A New Twist to Avoid Knee Injuries on the SlopesBroken leg bones and ankles used to be all too common among alpine (downhill) skiers. Improvements in the design of ski bindings and boot releases have helped. Alpine skiers have their heels locked in and make parallel turns. So even with the reduced lower leg injuries, they've had a rise in knee injuries. These ski-related knee problems involve the anterior cruciate ligament (ACL) inside the knee joint.
If skiing equipment can be further redesigned to protect the knees, then knee injuries can be prevented. The first step in this process is to study the ACL and how it gets injured in ski accidents. Researchers at a biomechanics lab in California tested the knees of 37 cadavers (human bodies preserved for study).
Force was applied to each knee in four different positions. A twisting motion (twisting in or out) was applied to each position. This was to mimic the way the ACL is injured during skiing.
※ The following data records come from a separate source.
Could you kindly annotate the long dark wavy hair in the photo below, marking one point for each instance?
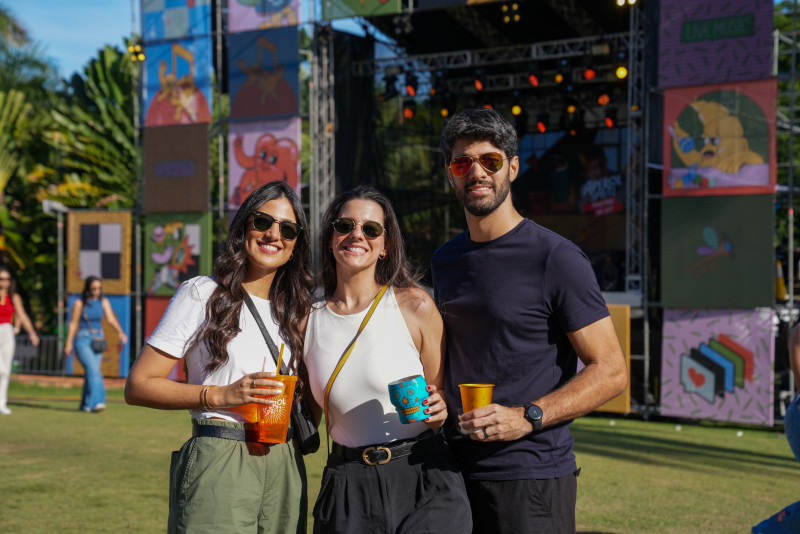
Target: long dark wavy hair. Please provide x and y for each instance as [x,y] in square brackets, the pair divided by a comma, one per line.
[393,270]
[289,295]
[86,294]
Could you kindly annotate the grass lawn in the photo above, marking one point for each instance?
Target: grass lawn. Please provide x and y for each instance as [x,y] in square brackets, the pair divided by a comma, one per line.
[70,472]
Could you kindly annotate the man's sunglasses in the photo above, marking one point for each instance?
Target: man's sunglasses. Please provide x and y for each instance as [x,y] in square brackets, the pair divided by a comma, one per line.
[491,163]
[263,222]
[345,225]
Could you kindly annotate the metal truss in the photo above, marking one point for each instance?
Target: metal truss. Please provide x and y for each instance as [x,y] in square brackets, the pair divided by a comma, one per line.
[322,129]
[546,50]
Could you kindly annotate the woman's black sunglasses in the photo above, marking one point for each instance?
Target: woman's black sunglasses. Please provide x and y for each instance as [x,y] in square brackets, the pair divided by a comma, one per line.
[345,225]
[263,222]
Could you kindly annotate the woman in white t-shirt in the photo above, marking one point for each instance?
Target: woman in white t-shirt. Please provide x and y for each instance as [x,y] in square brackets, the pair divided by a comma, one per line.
[381,475]
[221,480]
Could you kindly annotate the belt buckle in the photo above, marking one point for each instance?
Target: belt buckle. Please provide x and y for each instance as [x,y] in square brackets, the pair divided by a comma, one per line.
[366,459]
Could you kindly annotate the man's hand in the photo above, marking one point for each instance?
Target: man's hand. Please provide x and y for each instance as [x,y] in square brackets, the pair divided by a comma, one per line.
[496,423]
The results showed that the twisting motion may not be the only key to knee injuries.
Twisting is an important part of ACL tears in skiers, but a fully bent position of the knee is the most important factor. This is called hyperflexion. Adding a twisting motion to a hyperflexed knee puts the ACL at great risk for injury. Likewise, combining a fully straight knee with a twisting-in motion is also a problem.
Alpine skiing injuries have been reduced over the past 20 years. New research may help lower the number of knee injuries in the next 20 years. Giving skiers protective gear and instructions based on research is the goal.
Sharon L. Hame, MD, et al. Injury to the Anterior Cruciate Ligament During Alpine Skiing. In The American Journal of Sports Medicine. July/August 2002. Vol. 30. No. 4. Pp. 537-540.